Indeed, we find that from necessity Great Britain is on the path of giving to her three kingdoms greater powers of local government. If one examines the bill for home rule for Ireland, proposed in 1886 by the Gladstone administration, he will find that the powers it proposed to give to Ireland are far beyond those our separate States have. Ireland, besides the right of taxing, was empowered to levy duties of customs and excise—that is, the right of protecting her own manufactures to the injury of England’s. Ireland was to pay over specified contributions to the British Government, some millions of pounds annually, for her proportion of the interest on the national debt, and of the cost of the support of the army and navy, and other expenses. If there were a failure in these contributions the General Government would have been obliged to use coercion—a civil war—a policy considered fatally objectionable in the convention that made our Constitution. Ireland also was to lose her representation in the Imperial Parliament.
As far as secession is concerned, the most important provision in the Constitution is Section 3, of Article III., concerning treason. There is no such thing as treason except where allegiance is due. The citizen of an independent sovereign State owes his allegiance to it, and not to a confederacy or a league the State has joined. There can be no treason except against a government proper. The establishing by the Constitution of the punishment of treason, implies the nationality of the Union, and that every inhabitant of its domain is a citizen. In the articles of the old Confederacy there was no punishment of treason; on the contrary, each State agreed in those articles to deliver up to its sister States any one that it might claim had committed treason.
The first part of the two clauses of Section 3 are “Treason against the United States shall consist only in levying war against them, or in adhering to their enemies, giving them aid and comfort,” and “The Congress shall have the power to declare the punishment of treason.”
The peculiarity of the introduction of this first clause is to be noticed: it is taken for granted that there is treason against the United States, and that it is expedient to limit it. The founders of our new government did not intend to have rash speech, or plots, or mere resistance to its authority punishable as the high crime of treason. They knew from the experience of their mother country the danger to personal liberty from constructive treason; so they limited the power to punish that offence, and gave it only in case of levying of war, or aiding and adhering to enemies.
It has been claimed by many writers North as well as South, that admitting secession to be illegal, the United States had no authority to use force against a seceding State. At the foundation of all government must be the right to maintain itself, and by force when necessary. There is no need of the declaration of this right. The establishment of a government implies the power to compel the obedience of its subjects.
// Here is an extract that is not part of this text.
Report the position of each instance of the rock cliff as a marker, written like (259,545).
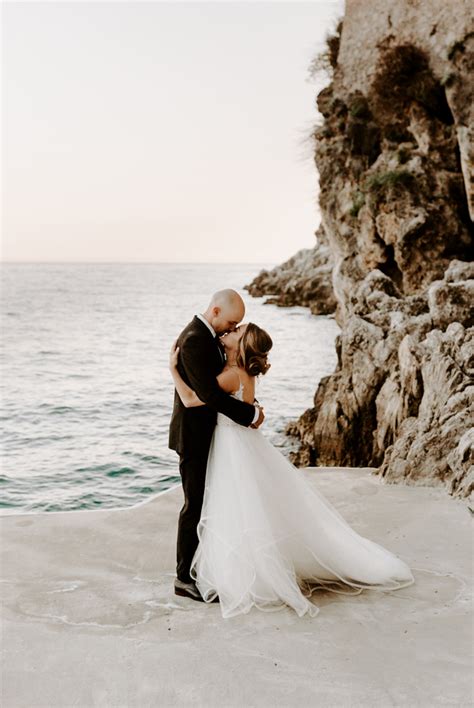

This power in the government to punish as treason the levying of war against it applies directly and expressly to a State, or a combination of States, or a part of a State levying war. A foreign state, an enemy levying war, cannot commit treason. Its subjects owe no allegiance. Nor does a riot or a mob levy war. This making the levying of war treason was intended for powers within the National Government, like States and combination of States and parts of States. It was against some power that should have the organization and ability to levy or wage war; and the word levying is far reaching and extends beyond mere fighting. It could not have been intended for anything else than coercing such powers.
That this law was understood to reach a citizen of a State resisting the authority of the United States is clearly shown by the letter of Luther Martin, a distinguished jurist, and also the Attorney-General of Maryland, and afterwards a leader of the bar in the United States Courts, and who as a lawyer was accustomed to consider the meaning of instruments like the Constitution. In this letter to the Legislature of Maryland objecting to the ratification of the Constitution, he declares that this clause was kept for the purpose of coercing a State. He wrote: “The time may come when it shall be the duty of a State in order to preserve itself from the oppression of the General Government to have recourse to the sword; in which case, the proposed form of government declares, that the State, and every one of its citizens who acts under its authority, are guilty of a direct act of treason,” and a citizen is thus put in the dilemma of being exposed to punishment, either by the State or the United States, however he may act. To prevent this, he writes, he offered an amendment that acts done under the authority of one or more States should not be deemed treason or punished as such; but this provision was not adopted.[18]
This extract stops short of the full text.